Deiss Joseph · Bundesrat · 2003-05-05
Deiss Joseph · Bundesrat · Freiburg · 2003-05-05
Wortprotokoll
Tout d'abord, concernant la proposition de la commission concernant les postes à mi-temps, j'aimerais souligner la nécessité de ces postes, puisque nous devrons, avec l'entrée en vigueur de la nouvelle loi sur la formation professionnelle, comme cela a d'ailleurs été redemandé par M. Strahm, au 1er janvier de l'année prochaine, accomplir un travail considérable. Il s'agit de réviser plusieurs centaines d'ordonnances qui touchent ce domaine. En revanche, nous sommes d'accord avec les termes que souligne la proposition de la commission, à savoir qu'il s'agit de postes temporaires et non pas définitifs. Pour la formulation: il est vrai que nous avons là une formulation un peu particulière qui aurait même pu faire peur à La Palice, mais si le Conseil des Etats peut formuler cela un peu mieux, nous nous y rallierons assurément.
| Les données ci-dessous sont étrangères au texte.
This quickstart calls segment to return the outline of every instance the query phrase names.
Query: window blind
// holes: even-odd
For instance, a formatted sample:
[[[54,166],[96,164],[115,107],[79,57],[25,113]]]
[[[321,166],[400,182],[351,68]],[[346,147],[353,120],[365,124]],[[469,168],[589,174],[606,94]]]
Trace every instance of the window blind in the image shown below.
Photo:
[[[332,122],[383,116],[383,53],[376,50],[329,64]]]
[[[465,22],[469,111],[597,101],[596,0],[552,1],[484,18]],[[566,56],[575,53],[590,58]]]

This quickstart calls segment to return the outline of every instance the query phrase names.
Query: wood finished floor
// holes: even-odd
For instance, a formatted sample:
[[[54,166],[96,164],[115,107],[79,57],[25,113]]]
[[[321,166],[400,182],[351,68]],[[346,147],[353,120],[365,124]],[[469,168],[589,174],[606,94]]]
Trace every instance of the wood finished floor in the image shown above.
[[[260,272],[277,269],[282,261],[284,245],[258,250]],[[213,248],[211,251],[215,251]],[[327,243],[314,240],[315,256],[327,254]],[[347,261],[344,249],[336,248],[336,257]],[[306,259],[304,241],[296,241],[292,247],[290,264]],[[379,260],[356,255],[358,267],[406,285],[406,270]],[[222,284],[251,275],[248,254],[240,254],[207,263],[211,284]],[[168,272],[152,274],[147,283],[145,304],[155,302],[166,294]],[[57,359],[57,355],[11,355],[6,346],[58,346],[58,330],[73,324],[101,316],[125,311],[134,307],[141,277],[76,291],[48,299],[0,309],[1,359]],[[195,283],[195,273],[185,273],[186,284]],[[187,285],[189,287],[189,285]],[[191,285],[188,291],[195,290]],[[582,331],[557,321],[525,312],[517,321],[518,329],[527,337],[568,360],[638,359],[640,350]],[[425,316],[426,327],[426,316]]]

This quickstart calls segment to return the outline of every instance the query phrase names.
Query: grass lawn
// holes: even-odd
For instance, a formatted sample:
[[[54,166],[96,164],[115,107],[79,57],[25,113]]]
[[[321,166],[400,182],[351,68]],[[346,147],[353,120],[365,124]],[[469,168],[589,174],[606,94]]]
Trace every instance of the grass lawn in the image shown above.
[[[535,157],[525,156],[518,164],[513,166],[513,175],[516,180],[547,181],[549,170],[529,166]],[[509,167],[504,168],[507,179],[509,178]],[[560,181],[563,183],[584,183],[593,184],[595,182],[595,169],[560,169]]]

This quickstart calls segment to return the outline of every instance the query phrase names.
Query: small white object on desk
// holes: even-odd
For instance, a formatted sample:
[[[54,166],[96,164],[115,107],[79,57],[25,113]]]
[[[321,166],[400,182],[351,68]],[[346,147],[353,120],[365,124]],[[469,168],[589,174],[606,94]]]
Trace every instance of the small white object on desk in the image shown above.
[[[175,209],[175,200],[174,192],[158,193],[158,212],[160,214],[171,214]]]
Concernant ensuite la proposition subsidiaire Wandfluh portant sur l'arrêté 1 et celles portant sur les autres arrêtés, j'aimerais inviter le Conseil à laisser les crédits-cadres tels qu'ils vous sont proposés et à examiner la réduction éventuelle dans le domaine de la formation et de la recherche au moment où le débat aura lieu sur l'ensemble du projet de rééquilibrage des finances fédérales. J'aimerais souligner qu'une réduction à l'arrêté 1 qui vous est soumis, c'est-à-dire portant sur la formation professionnelle, serait particulièrement difficile à gérer. Comme je l'ai dit à l'instant, il s'agit de mettre en place la nouvelle loi.
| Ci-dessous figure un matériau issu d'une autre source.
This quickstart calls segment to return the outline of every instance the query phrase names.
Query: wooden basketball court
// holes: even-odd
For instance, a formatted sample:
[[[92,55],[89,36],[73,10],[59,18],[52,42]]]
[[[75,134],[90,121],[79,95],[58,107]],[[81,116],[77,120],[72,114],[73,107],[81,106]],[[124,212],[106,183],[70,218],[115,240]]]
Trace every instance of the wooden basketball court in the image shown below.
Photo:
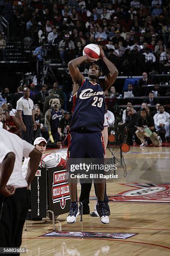
[[[128,159],[132,159],[138,164],[140,162],[142,163],[143,159],[147,159],[147,164],[149,165],[151,163],[152,165],[156,160],[154,167],[156,172],[162,168],[162,163],[164,163],[165,166],[168,166],[170,163],[170,149],[168,147],[141,148],[132,147],[130,151],[124,156],[128,162]],[[110,157],[110,154],[107,150],[108,157]],[[137,172],[141,171],[139,168],[137,168],[136,170]],[[145,177],[145,176],[142,177],[143,184]],[[165,182],[163,180],[164,183],[165,183]],[[165,185],[169,186],[168,182],[170,182],[170,179],[167,179]],[[124,192],[140,188],[137,185],[137,187],[130,186],[129,182],[128,185],[122,184],[121,182],[120,183],[107,184],[108,196],[117,195]],[[90,194],[92,196],[95,195],[93,187],[92,186]],[[78,186],[78,190],[80,191],[80,185]],[[27,255],[34,256],[170,255],[170,205],[168,200],[170,202],[170,197],[168,196],[168,189],[167,189],[165,191],[164,197],[160,197],[159,199],[155,195],[153,198],[152,197],[150,202],[149,196],[148,200],[145,202],[144,200],[142,203],[139,201],[135,202],[122,202],[122,201],[120,202],[114,201],[116,200],[116,197],[110,197],[111,201],[109,203],[111,215],[108,225],[102,224],[99,218],[91,217],[90,215],[83,215],[82,223],[80,222],[80,217],[78,216],[75,223],[68,224],[66,221],[68,214],[59,216],[55,222],[57,231],[82,231],[137,234],[130,238],[111,239],[108,238],[102,239],[99,239],[100,237],[94,239],[38,237],[52,231],[52,221],[47,218],[43,219],[42,221],[27,221],[27,231],[23,231],[21,247],[27,248]],[[168,196],[166,196],[166,195]],[[121,197],[120,200],[122,200]],[[158,200],[157,202],[156,201],[156,202],[153,202],[156,200]],[[95,201],[90,201],[91,211],[93,211],[95,203]]]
Peut-être une remarque générale encore concernant les réductions qui seraient à effectuer sur la base d'une décision globale du Parlement. Il est important que nous puissions mener la discussion aussi avec les cantons et il serait à mon [PAGE 565] avis prématuré que le Conseil national indique déjà aujourd'hui les priorités à tenir.
Par conséquent, je vous invite à suivre la commission et les groupes qui vous prient de maintenir les chiffres tels qu'ils figurent dans le message.